Endoscopic examination of NSAID users can reveal subepithelial hemorrhages, erosions, and ulceration or a combination. Mucosal damage is seen in 30–50% of patients taking NSAIDs, but most lesions are of little clinical significance and disappear or reduce in number with continued use, probably due to mucosal adaptation. Only 15–30% of NSAIDs users have endoscopically confirmed ulcers, with the gastric antrum being the most frequently affected.
GI complications occur in 1–1.5% of patients in the first year of treatment with ns-NSAIDs and, when symptomatic ulcers are included, this rises to 4–5%. The average relative risk of developing a serious GI complication is 3- to 5-fold greater among NSAIDs users than among non-users. Aspirin (ASA) is also associated with both gastric and duodenal ulcers and upper GI complications occur even with the lowest dose of 75 mg/day.Although some studies suggest that the first 2 months of treatment is the period of greatest risk for complications with a relative risk of 4.5%, evidence from both RCTs and observational studies indicate that the risk of GI complications is present with both short-term and long-term use of NSAIDs from the first dose.
The worst GI outcome with NSAIDs is upper GI Bleeding (UGIB), which may result in death. However, mortality data associated with NSAIDs are scarce. Current mortality incidence is estimated at 15.3 deaths per 100,000, among NSAID/aspirin users in a large Spanish study. This is lower than previously quoted, likely due to a decline in the rate of complications over the last 5 to 10 years associated with increasing use of prevention strategies for NSAID-induced GI damage and a decline in the prevalence of H. pylori infection.

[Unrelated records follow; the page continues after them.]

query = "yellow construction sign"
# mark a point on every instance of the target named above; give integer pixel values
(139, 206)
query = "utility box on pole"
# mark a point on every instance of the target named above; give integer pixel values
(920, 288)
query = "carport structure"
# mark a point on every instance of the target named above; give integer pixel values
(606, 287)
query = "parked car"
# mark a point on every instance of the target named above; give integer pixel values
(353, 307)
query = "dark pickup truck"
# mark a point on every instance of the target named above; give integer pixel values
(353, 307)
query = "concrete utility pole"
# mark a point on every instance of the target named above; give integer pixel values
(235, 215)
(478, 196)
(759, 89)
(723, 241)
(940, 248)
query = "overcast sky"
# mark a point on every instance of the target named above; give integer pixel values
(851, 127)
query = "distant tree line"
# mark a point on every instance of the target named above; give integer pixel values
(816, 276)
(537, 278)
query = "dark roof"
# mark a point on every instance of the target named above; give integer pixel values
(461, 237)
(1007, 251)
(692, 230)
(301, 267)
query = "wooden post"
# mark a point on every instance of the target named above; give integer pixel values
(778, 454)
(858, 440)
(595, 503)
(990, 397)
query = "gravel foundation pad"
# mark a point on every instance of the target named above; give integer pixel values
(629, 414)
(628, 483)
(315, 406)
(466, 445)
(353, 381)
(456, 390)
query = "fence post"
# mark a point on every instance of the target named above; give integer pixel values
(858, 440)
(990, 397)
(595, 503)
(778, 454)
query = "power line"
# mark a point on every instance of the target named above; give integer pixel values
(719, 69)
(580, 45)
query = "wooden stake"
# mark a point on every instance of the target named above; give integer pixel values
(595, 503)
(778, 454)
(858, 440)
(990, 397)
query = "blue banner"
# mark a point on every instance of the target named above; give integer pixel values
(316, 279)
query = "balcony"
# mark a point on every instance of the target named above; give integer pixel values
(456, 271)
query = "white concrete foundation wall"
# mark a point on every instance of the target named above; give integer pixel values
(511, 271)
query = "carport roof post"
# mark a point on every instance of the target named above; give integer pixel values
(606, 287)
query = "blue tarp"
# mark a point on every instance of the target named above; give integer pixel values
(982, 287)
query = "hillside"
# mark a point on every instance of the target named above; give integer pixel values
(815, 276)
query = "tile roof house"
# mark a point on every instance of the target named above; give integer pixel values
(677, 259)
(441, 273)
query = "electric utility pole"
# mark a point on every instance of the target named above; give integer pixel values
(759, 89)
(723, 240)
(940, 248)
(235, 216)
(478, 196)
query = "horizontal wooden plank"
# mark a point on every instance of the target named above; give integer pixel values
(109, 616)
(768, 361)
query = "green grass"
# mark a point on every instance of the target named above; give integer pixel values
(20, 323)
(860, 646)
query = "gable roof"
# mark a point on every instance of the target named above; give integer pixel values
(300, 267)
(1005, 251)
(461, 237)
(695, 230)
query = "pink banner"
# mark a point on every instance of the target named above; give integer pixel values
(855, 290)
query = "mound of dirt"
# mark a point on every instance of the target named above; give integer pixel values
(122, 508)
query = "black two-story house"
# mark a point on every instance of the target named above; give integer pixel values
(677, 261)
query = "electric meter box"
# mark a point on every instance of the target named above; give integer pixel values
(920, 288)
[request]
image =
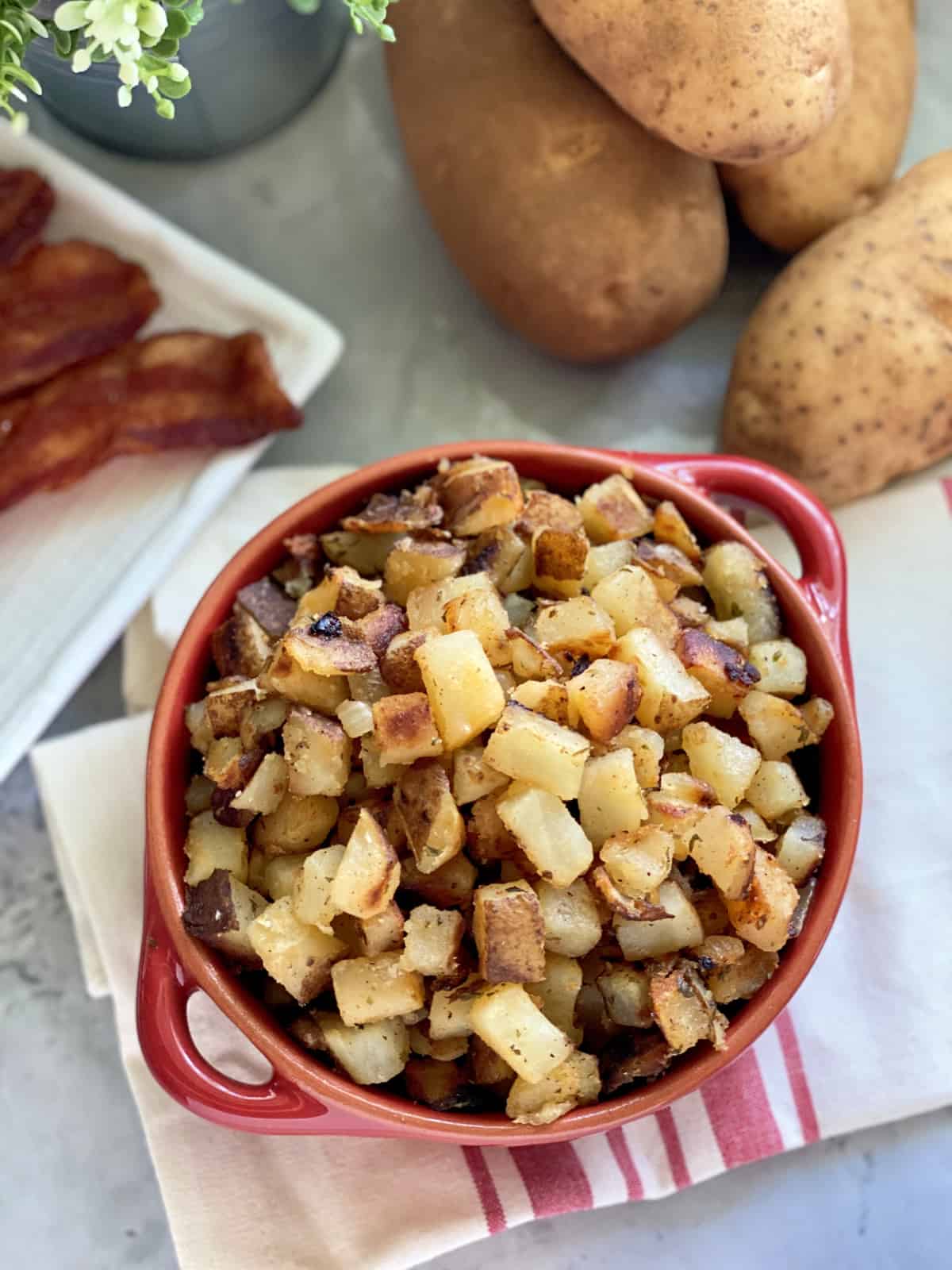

Risk factors for UGIB associated with NSAID use have been well defined by several studies. The most important are prior history of complicated ulcer and age. A meta-analysis of case-controlstudies showed synergism for the development of complicated and uncomplicated ulcer between H. pylori infection and NSAIDs.
 
C. Scarpignato, R.H. Hunt. (2010) Nonsteroidal antiinflammatory drug-related injury to the gastrointestinal tract: clinical picture, pathogenesis, and prevention. Gastroenterol Clin North Am 39: 433-464.
 
Straube S, Tramèr MR, Moore RA, Derry S, McQuay HJ (2009). Mortality with upper gastrointestinal bleeding and perforation: effects of time and NSAID use. BMC Gastroenterol 2009; 9: 41.
 
Hunt RH, Bazzoli F (2004). Review article: should NSAID/low-dose aspirin takers be tested routinely for H. pylori infection and treated if positive? Implications for primary risk of ulcer and ulcer relapse after initial healing. Aliment Pharmacol Ther 2004; 19 (Suppl 1): 9-16.